Many people have argued for 1 and 2, and they’re pretty uncontroversial. Here I’ll try to make an argument in favor of 3, which I haven’t seen before. With 3–using a highly constrained set of weights–we’re also introducing an inductive bias, but we’re making it explicit. Even in this day and age of large-scale models with millions of parameters, P >> M is a viable regime. For example, the models explored by Lurz et al. (2021) have M < 100, but P up to 16,000. All it takes is a highly contained receptive field model to get into the classic regime.
It might seem like we’re skipping over the beautiful theory of double descent, but in fact the overparametrized regime (the double descent regime) doesn’t always lead to better solutions when there’s noise in the observations (see this tutorial for example). While the theory of Canatar et al. (2023) has a large surface, it assumes no noise in the measured responses. We have a theory of scaling laws for linear regression in the underparametrized, noisy setting in the NeuroAI safety roadmap. I’d love to see an extension that fuses the theory of Canatar and ours.
Parting words
A model that explains more of the variance is better than a model that explains less of the variance, all else being equal. Maximizing explained variance is the way to go if we want to learn digital twins of the sensory cortex and control population activity. But a model that accounts for more variance in the brain is not necessarily a better model of the brain. And it’s easy to read more into a single score than what is warranted.

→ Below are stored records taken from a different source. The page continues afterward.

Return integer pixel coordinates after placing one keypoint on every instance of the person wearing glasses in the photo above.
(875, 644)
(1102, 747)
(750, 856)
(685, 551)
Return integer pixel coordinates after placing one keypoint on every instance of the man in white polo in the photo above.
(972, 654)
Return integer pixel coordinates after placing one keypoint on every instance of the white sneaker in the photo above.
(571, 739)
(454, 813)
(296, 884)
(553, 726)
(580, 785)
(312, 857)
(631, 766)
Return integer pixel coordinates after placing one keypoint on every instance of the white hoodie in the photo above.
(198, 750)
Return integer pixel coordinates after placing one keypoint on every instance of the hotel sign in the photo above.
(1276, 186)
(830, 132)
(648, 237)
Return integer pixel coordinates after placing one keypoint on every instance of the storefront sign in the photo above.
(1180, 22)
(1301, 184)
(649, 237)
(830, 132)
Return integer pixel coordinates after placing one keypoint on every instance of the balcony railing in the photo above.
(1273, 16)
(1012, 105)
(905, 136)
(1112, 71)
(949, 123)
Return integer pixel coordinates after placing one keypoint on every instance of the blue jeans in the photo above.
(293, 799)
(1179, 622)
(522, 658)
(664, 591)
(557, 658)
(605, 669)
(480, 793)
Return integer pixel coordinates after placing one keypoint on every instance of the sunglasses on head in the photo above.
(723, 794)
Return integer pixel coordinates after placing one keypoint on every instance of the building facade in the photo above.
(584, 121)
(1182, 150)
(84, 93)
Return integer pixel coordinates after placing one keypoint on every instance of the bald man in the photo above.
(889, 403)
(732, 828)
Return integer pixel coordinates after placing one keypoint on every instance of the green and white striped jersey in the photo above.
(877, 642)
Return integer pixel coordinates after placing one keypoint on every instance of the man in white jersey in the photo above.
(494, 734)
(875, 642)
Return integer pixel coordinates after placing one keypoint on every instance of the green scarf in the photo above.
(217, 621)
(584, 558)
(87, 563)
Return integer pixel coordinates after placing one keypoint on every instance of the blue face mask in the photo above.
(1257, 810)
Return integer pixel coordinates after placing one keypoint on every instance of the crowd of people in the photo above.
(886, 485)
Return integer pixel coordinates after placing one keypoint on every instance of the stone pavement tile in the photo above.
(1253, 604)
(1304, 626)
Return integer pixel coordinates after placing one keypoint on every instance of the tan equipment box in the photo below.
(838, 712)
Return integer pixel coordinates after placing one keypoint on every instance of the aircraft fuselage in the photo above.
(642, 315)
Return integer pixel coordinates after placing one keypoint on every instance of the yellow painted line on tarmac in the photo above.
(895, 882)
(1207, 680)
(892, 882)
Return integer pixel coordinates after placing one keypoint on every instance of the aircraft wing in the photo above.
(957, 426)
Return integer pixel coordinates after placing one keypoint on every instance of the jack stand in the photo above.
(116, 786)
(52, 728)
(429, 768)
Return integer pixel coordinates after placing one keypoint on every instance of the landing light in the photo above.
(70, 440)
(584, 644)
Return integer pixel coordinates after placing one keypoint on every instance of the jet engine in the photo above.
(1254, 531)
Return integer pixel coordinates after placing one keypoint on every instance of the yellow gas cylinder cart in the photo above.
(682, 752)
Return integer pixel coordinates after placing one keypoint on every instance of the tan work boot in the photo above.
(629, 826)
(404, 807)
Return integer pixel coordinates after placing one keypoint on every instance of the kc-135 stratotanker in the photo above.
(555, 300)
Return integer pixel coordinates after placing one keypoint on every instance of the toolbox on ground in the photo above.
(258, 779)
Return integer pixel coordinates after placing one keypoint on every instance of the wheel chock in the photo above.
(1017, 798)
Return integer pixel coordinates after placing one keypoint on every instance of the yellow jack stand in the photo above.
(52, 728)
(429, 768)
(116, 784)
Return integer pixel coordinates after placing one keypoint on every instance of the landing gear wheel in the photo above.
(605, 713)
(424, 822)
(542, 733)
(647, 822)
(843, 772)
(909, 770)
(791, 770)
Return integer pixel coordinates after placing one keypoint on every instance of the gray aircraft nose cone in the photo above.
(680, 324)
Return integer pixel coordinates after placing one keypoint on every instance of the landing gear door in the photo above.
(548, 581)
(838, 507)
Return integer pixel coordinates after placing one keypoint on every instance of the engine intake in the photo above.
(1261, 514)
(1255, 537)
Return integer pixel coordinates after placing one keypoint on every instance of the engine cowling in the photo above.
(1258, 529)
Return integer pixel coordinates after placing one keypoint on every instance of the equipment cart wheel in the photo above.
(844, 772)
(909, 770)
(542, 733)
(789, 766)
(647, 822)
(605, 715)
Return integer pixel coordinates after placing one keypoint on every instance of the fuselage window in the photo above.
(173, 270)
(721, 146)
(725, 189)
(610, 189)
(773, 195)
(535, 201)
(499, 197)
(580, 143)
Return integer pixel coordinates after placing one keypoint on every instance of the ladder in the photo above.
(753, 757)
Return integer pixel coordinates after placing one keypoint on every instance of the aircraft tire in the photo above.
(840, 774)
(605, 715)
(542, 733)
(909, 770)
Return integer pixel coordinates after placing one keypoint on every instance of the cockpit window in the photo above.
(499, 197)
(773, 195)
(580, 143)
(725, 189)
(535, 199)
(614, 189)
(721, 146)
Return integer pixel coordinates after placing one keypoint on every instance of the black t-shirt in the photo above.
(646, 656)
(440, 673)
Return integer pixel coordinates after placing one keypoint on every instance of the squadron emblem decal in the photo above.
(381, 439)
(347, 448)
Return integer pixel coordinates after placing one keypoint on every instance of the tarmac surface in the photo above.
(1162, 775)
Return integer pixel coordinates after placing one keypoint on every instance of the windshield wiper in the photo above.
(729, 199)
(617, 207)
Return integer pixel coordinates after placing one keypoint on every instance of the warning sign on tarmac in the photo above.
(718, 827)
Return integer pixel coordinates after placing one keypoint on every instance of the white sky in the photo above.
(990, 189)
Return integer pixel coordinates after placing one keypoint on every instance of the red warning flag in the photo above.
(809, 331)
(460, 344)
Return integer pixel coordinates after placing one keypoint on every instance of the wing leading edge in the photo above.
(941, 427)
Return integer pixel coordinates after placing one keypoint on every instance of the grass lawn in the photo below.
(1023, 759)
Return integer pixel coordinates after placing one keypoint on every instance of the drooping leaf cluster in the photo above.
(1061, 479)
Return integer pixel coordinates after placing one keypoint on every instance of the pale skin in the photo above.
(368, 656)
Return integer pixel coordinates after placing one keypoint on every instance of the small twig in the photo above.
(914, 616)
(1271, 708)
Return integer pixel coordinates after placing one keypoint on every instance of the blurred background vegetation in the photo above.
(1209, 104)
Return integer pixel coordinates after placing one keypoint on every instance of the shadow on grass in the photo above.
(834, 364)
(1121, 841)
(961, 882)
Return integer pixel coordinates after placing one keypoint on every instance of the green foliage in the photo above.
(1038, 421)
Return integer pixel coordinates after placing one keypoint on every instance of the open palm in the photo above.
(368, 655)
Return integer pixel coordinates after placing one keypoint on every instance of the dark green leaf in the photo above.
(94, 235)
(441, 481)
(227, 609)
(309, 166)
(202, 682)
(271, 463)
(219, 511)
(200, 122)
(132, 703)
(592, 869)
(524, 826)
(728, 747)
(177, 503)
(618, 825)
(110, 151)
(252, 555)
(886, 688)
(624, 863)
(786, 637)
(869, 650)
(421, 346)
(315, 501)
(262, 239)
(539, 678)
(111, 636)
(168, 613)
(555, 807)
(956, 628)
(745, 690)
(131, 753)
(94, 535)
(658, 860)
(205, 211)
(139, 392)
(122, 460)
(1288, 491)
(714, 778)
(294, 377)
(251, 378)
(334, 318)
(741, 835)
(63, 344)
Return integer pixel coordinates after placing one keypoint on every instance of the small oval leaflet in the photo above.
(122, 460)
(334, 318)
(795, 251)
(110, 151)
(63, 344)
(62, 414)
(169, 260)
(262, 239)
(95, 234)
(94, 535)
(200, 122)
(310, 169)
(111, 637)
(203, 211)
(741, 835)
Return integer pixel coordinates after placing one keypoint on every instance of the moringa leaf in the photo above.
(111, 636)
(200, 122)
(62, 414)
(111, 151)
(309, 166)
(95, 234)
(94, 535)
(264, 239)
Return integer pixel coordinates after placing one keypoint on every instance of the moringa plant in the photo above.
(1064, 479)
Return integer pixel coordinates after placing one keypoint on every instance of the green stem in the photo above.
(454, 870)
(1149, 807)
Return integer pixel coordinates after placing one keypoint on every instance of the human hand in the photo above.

Antonello and Huth (2024) report that a next-token prediction objective and a German-to-English translation objective lead to representations that are equally good at predicting brain responses to podcasts in unilingual English speakers; the authors argue that “the high performance of these [next token prediction] models should not be construed as positive evidence in support of a theory of predictive coding [...] the prediction task which these [models] attempt to solve is simply one way out of many to discover useful linguistic features”.
Structurally, I think that what we want is for our scores to point us the way: to tell us where to look for more brain-like models on the mountain which is model space. But the scores are noisy and our hill-climbing is treacherous. Until we can get to p → ♾️, we will have to carefully consider the value of our models and scores.
Acknowledgements: Thanks to Shahab Bakhtiari, Aran Nayebi and Tim Kietzmann for reviewing this piece. Aran has an insightful comment on openreview breaking down the paper’s claims in detail.
This article has been sitting in my drafts for a couple of months, before the exodus to bsky. Apologies for the tardiness.
Appreciate your very nuanced and even take on this Patrick that cuts through much of the noise. Do you think there is a moat between the more general explainable AI research community and NeuroAI community as seems to be suggested by Shaeffer? Take the toy case of a very simple ground-truth function y=x*x with no noise and training/validation data generated from the domain [-1,+1]. We can train two overparameterized MLPs, Model 1 and Model 2, identical in structure but initialized with different weights. Say both converge to close to zero loss (but not zero) on both training and validation sets (despite being over parameterized). We still have no guarantee that there is any correlation between the parameters of Model 1 and Model 2. We also know that the latent representations can differ substantially in this case. This can even be the case across various metrics like CKA as used in the Klabunde paper. If we then call Model 1 our "Brain" and Model 2 our "ANN", we know that regression of the ANN onto our Brain will show that the ANN is a great model of our Brain despite there being little similarity in parameters and different latent representations. We know this to be true in an ANN to ANN comparison. We should expect the same in a biological brain to ANN comparison.
I do not see anything from the papers critiqued in the Shaeffer paper that make the claim that regression of a learned ANN onto a brain is a perfect metric of ANN to brain similarity nor any evidence that any of the papers are unaware that the more general explainable AI community would take issue with such a claim.